Chromatin, the faithful association of DNA with histone proteins, exists as the physiological form of our genome and the substrate for processes that regulate cellular gene expression. Numerous diseases, including neurodevelopmental disorders, are associated with mutations in genes that encode for chromatin-binding proteins or chromatin-modifying enzymes, which together act as epigenetic regulators. A central question grounding our research is how the normal/mutated epigenetic regulators engage in brain development, function and disease.

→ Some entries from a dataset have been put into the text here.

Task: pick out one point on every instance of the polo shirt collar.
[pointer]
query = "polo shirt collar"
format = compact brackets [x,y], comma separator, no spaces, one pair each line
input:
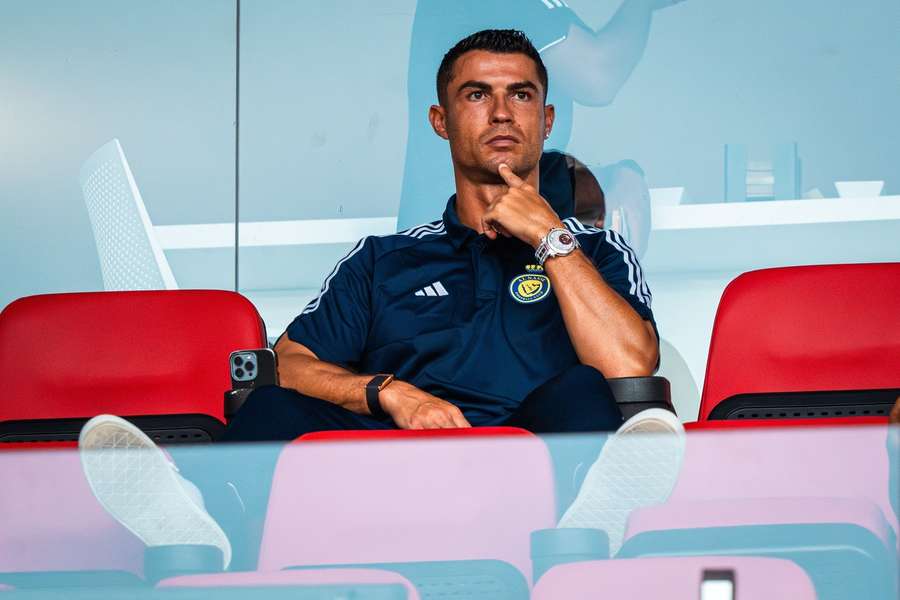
[458,233]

Histone variants and covalent modifications of both DNA and histones act in concert to define the landscape of our epigenome. Previously, we explored the interconnections between histone and DNA modifications by focusing on a conserved chromatin-binding regulatory domain, the ATRX-DNMT3-DNMT3L (ADD) domain. We showed that the ADD domain is capable of sensing, and therefore integrating, the status of multiple histone modifications. This in turn dictates the in vivo localisation of the full-length ADD-containing protein and its ability to function in downstream chromatin remodelling events. In parallel, we uncovered the localisation and function of a histone H3 variant, H3.3. Guided by distinct chaperone systems, H3.3 marks the genomic regions of histone turnover. We mapped the genome-wide localisation of H3.3 in mouse embryonic stem cells (mESCs) and neuronal precursor cells, and further expanded to terminally differentiated neurons to study its functional role in promoting neuronal plasticity.
We aim to study chromatin regulation, its interpretation during brain development, and its misinterpretation in relation to brain cognitive and developmental disorders. We will focus on the molecular mechanisms that link genetic mutations encoded in epigenetic regulators to the widespread chromatin alterations. To model developmental stages and facilitate the necessary genome editing/engineering, we will use differentiating neurons from mESCs and human induced pluripotent stem cells (hiPSCs). Defining the ‘epigenetic landscape’ – both in normal and abnormal brain cells – will help provide novel targets for therapeutic intervention for cognitive and neurodevelopmental disorders.